15 July 2007

Mean averages - the debate continues...

Cricket Burble's John Wright raises an interesting question with his recent post on the method of calculation of batting averages. He reports a proposal by a pair of actuaries to update the current method (runs scored divided by number of dismissals) with a new algorithm that would reduce the impact of frequent not-out scores on the batting average of tail-enders. The proposal is to modify the 'times out' divisor, treating 'not out' innings as partial dismissals to an extent determined by the length of the innings (i.e. balls faced) compared to that batsman's average.

To illustrate, consider the following fictional example of an inveterate tail-ender - let us call him Mavis. Mavis's obdurate forward defensive lasts, upon average, 30 balls per innings. One week, Mavis's arrival at the crease spells doom for his more accomplished batting partner, who swings belligerently and gets bowled before Mavis can even face a ball. As a result, Mavis's average would be unaffected under this new scheme just as with the old convention. The following week, Mavis's partner has learnt his lesson, and offers our chap the strike. Mavis blocks out for 15 balls before his partner is again dismissed. Mavis thus incurs 15/30 = 0.5 of a dismissal in his batting average. Finally, our congenial fellow's moment of glory comes with a heroic unbeaten 60-ball innings to save the match against the odds. Since he faces more than his average 30 balls per innings, the statisticians would treat this as a full dismissal.

I argue that this partial discrediting of not-out innings is unfair. Should Mavis's batting statistics actually suffer at the hands of his heroic 60-ball marathon compared to the occasion he didn't even get to face a ball? One of the stated aims of this new technique is to avoid tail-enders bumping up their averages with lots of not outs - but surely a no-hope rabbit isn't likely to have scored many runs before their partner is dismissed (and so won't really have greatly boosted their average with the not-out score)? Likewise, should a more capable tail-ender be punished for the fact that he has run out of partners just as he was building a score?

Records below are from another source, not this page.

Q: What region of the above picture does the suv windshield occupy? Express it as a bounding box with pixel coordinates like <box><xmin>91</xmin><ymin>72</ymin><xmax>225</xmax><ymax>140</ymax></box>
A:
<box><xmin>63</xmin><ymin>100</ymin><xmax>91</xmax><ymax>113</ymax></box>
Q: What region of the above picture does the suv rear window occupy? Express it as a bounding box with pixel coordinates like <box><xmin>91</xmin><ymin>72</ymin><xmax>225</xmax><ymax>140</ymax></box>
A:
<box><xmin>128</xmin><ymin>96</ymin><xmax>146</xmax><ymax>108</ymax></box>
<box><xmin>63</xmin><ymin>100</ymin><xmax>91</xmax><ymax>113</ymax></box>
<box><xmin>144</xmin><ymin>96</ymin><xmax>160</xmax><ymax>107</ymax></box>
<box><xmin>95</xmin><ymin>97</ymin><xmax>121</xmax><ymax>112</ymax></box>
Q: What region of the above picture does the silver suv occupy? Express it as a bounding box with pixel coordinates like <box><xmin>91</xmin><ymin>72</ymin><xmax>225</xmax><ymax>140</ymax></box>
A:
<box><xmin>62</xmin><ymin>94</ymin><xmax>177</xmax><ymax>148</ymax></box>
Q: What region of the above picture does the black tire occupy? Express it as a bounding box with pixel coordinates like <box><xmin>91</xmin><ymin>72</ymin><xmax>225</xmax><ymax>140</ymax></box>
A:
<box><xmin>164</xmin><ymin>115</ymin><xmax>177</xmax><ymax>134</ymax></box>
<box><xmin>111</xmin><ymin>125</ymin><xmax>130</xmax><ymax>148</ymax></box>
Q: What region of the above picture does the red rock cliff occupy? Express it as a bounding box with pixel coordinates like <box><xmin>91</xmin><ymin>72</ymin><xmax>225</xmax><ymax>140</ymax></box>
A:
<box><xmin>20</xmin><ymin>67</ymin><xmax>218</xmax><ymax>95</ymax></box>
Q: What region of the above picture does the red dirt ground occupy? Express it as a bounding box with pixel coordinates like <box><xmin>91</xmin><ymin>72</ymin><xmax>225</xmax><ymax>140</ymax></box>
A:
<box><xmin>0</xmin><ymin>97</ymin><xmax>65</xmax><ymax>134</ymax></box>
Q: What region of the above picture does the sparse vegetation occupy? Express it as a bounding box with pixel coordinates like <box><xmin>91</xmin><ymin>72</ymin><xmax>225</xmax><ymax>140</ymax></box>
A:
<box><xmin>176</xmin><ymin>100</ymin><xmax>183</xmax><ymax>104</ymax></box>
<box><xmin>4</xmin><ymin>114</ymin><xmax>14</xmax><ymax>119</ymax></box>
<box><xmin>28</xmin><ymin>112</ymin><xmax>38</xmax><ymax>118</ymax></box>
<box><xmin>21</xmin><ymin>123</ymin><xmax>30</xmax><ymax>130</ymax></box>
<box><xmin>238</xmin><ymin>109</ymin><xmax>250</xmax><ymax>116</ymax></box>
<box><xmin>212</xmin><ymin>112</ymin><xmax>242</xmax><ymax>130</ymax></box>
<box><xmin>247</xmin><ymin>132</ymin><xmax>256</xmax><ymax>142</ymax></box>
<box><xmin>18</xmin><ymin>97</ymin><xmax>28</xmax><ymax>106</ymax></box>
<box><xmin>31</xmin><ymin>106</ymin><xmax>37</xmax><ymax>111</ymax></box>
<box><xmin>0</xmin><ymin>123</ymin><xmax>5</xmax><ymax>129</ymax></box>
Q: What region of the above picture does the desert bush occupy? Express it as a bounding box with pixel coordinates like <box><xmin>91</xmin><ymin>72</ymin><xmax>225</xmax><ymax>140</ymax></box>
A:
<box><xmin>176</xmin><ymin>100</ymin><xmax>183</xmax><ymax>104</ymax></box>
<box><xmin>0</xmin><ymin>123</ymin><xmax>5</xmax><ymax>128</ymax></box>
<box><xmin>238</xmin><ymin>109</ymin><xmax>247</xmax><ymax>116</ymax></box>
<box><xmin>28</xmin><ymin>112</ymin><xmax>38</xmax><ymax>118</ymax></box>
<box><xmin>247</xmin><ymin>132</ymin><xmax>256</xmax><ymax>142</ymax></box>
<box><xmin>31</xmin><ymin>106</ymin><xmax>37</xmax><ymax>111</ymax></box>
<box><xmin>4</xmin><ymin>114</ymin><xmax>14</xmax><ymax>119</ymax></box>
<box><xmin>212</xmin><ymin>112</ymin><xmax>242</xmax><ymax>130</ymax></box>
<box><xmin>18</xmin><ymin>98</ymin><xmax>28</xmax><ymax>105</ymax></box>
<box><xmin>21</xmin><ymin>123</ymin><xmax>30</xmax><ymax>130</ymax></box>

It is surely broadly true for any batsman at any level, whether number one or eleven, that batting becomes easier - and the danger of being dismissed less acute - the longer he stays in and the more runs he has compiled. The not-out tail-ender at the end of the innings already stands to lose the benefit of 'having his eye in' come his next visit to the crease. It seems harsh that a revised approach to batting averages should target frequent not-outers any further.

The Maini and Narayanan proposal also brings up the topic of arch-finisher Michael Bevan's impressive one-day batting average of 53.6. Harshly labelled a 'late-order batsman', they cite his frequent not-out innings (67 of 232 matches) as the cause of an undeservedly high average. The application of their technique reduces the value to the rather more human 38.7. Is this really fair though? In the countless ODIs where an undefeated Bevan - doubtless well established and seeing the ball like the proverbial football - shepherded Australia to yet another victory, should the statistics really deem him to be as good as dismissed?

Let us know your thoughts!


Ed said...

Given this some thought and I think I have a problem with the fact that if a batsman has an average number of balls faced of, say, 50, and he is not out after facing 51 balls when the innings ends, he shouldn't be considered out.

He needs to be given credit for the fact that this is one of his better innings, so perhaps a better way of working it out would be to look at the average number of balls he faced in all innings that lasted longer than his average duration as measured by number of balls.

Only if he has faced more than that number of balls should his innings be considered complete.

Understand? I think I may have confused myself with that one....!

David said...

Hmm. I guess your proposal cuts some slack towards the guys who have a statistical history of batting for days once they're established. A more mathematical benchmark might be e.g. a standard deviation (a measure of the 'spread' of values) above his average.

But on the other hand, I argued that our (now well settled) batsman doesn't deserve to be deemed dismissed after his 'average innings length', and so I would argue even more strongly that he deserves this fate even less after reaching this later point in a long innings!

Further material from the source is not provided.